Dark bark was a predictor of survival in the spatial longitudinal analysis; it was significant in the genetic longitudinal analysis as well, but was not a meaningful predictor when included with the mean survival of a tree’s closest relatives. The value of bark color as a predictor may have been obscured by the scoring of bark color in 2003 as light, moderate, and dark instead of a simple light/dark dichotomy used in 2001. The simpler light/dark dichotomy seems to capture most of the difference in disease resistance between bark types.

Conclusions

The results of this study contribute to a body of evidence that indicates, despite the apparent health of individual butternut trees in disease-affected populations, there is little genetic basis for resistance to canker disease in the species. It is likely that there is some heritable variation in disease morbidity and mortality, but it is equally unlikely that this variation is great enough to form the basis of a tree improvement program with only pure butternut as a source of disease resistance. Hybrids with Japanese walnut, on the other hand, appear to be more resistant to canker disease (McKenna et al. 2011), and they could form the basis for a hybrid breeding program in the mold of the American Chestnut foundation’s hybrid disease resistance development in American chestnut (Michler et al. 2005). Bark color appears to be an indicator of disease resistance but one with very low heritability.

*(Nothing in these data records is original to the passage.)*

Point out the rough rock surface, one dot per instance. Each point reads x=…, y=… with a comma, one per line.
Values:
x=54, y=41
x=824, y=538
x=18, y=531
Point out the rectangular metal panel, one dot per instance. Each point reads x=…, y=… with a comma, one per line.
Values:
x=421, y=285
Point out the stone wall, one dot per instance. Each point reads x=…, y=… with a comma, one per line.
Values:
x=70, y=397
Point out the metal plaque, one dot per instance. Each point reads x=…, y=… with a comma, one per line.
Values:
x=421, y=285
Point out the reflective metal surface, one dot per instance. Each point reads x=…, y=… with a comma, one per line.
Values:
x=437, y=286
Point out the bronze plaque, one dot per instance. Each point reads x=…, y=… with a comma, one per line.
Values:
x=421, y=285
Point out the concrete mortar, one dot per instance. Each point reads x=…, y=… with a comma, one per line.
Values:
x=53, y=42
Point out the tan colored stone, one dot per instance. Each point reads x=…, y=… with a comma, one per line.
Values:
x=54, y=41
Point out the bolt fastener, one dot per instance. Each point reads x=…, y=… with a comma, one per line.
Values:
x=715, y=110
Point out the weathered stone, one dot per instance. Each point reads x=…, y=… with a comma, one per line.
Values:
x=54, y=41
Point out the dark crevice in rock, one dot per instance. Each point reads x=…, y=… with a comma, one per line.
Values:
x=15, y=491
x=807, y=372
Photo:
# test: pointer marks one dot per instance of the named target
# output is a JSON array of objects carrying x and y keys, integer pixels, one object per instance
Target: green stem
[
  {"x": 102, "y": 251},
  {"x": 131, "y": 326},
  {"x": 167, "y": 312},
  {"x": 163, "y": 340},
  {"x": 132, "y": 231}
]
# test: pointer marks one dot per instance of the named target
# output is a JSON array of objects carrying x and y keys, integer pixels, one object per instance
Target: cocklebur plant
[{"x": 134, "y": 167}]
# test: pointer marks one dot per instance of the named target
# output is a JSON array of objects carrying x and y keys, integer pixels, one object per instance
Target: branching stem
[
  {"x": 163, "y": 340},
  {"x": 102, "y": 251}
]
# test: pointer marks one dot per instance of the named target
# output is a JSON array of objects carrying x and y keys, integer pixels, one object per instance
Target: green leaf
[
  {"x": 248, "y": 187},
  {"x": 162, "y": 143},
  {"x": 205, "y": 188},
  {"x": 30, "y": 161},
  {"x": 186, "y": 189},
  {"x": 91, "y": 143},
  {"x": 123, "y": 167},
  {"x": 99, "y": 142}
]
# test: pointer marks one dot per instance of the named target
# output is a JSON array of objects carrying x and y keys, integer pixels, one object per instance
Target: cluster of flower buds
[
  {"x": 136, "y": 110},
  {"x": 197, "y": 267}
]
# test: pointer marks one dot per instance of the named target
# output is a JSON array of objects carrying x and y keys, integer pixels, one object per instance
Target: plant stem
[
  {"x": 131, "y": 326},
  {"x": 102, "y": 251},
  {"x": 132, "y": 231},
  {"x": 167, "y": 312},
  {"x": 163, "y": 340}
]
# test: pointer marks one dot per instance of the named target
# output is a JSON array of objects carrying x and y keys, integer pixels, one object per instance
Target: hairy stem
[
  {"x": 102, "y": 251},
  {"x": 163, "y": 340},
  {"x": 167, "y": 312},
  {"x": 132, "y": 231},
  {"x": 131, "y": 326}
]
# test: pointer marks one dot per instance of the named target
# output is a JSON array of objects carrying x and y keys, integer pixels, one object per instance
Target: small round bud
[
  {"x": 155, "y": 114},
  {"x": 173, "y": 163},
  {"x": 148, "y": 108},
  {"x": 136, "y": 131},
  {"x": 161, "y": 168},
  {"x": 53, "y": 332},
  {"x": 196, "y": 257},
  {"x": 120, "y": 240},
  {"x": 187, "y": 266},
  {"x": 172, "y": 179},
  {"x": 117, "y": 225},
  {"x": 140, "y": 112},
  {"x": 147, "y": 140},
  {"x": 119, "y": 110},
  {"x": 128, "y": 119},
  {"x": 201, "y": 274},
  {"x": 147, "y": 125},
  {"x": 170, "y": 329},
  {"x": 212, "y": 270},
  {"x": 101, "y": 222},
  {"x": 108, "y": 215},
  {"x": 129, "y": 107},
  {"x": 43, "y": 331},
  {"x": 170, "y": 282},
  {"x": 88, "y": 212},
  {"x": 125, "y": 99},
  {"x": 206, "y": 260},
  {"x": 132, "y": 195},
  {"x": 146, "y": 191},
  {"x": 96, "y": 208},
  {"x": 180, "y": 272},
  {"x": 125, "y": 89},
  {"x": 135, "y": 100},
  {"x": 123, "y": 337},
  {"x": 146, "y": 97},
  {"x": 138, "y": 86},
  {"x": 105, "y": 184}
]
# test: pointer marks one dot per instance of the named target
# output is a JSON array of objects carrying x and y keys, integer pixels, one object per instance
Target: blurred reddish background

The biochemical bases and the effects of bark compounds on growth of Oc-j are important research questions currently under investigation (Ostry and Moore 2013). Diseased butternut adults can give rise to healthy, vigorous offspring if proper conditions for regeneration are present, and butternut is more likely to survive on upland sites. For butternut management in the immediate future, this implies that plantings of butternut on open, well-drained sites may be a viable strategy for preserving the species as established natural populations in closed-canopy forests continue to decline. The problems of butternut canker disease and a lack of suitable sites for regeneration near surviving adults are nearly equal threats to the survival of this valuable North American hardwood species.